Field-based investigation of snow-drift flux increases in blowing snow and application to mapping of short-term visibility reduction using mesoscale meteorological simulation

Abstract

Blowing snow, driven by strong winds, significantly reduces visibility and poses a serious threat to winter road safety in snowy regions. To address this issue, this study aimed to investigate the short-term fluctuations in snow-drift flux caused by turbulent wind gusts, which can lead to rapid visibility reductions. We conducted field observations in a snowfield located on the east side of Hokkaido, Japan, to analyze the relationships between 10-min mean wind speed, 10-min mean snow-drift flux, and the maximum 1-min mean snow-drift flux during the same period. Using these relationships, we demonstrated visibility maps with mesoscale meteorological simulation as an application. Our results indicated that the 10-min mean snow-drift flux at 1.0 m height under a wind speed of 20 m/s was two orders of magnitude larger than that at a wind speed of 10 m/s.
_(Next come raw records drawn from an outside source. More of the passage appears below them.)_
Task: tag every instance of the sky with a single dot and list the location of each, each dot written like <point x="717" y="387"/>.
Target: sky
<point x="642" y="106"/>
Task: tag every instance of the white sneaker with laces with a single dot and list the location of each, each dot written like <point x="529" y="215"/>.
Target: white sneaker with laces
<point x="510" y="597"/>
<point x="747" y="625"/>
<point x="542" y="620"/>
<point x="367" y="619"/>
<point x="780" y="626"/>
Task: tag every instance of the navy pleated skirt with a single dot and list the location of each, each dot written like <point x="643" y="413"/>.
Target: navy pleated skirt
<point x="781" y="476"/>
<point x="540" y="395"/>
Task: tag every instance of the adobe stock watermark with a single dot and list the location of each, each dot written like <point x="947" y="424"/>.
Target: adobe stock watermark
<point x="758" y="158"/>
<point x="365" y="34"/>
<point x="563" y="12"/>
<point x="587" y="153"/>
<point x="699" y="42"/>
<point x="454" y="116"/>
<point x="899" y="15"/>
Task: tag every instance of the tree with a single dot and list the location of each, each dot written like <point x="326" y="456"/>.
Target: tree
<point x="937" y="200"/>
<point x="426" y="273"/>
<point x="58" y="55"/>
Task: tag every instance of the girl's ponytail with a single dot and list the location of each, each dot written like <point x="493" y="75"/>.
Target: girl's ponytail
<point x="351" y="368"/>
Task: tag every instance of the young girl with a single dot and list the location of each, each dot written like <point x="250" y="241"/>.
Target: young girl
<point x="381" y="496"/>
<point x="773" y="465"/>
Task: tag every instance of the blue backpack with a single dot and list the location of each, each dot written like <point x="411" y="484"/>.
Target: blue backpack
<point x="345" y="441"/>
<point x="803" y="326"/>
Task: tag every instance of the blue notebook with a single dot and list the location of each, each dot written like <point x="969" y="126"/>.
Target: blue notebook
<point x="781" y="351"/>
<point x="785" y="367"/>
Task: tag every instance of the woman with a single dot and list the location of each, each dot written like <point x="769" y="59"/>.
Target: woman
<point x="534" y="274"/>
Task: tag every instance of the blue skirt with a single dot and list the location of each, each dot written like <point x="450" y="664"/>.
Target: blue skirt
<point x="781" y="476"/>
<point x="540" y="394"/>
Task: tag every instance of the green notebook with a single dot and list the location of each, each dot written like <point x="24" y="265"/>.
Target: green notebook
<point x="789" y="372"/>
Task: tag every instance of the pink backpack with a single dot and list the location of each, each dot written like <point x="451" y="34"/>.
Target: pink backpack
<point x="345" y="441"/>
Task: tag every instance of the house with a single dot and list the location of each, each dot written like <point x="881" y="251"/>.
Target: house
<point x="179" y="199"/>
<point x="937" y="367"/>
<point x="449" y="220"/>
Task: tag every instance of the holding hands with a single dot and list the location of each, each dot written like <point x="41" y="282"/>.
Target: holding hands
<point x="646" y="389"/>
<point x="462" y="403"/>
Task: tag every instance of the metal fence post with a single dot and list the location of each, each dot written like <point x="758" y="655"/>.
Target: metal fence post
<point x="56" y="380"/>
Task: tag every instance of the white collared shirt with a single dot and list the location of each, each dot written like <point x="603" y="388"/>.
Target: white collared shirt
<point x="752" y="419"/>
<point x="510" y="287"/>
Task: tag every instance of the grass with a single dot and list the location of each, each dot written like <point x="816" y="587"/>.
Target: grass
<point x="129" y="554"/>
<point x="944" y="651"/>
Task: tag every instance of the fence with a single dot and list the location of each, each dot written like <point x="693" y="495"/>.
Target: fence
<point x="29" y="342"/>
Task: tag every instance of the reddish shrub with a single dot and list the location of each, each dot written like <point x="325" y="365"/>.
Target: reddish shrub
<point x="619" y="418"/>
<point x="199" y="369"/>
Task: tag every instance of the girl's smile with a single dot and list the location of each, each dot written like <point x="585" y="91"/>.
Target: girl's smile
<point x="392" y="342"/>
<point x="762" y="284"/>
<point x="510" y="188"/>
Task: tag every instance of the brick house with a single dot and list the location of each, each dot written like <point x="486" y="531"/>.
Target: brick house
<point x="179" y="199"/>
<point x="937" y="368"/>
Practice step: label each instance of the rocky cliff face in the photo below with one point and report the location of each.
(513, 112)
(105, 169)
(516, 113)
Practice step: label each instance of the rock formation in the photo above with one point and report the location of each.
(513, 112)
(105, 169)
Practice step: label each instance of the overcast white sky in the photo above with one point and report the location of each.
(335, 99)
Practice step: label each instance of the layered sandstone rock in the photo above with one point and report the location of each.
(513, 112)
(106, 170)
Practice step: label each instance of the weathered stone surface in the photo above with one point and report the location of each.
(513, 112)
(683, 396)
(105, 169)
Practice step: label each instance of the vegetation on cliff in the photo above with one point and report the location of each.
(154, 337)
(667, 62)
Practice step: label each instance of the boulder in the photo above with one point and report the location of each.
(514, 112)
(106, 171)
Additionally, the maximum 1-min snow-drift flux was approximately three times larger than the 10-min mean value. Thus, the estimated minimum 1-min mean visibility showed approximately half of the 10-min mean visibility. These findings provide valuable insights into the spatial distribution of visibility reduction, which could be instrumental in improving road safety measures and guiding drivers to select appropriate routes during blowing snow conditions.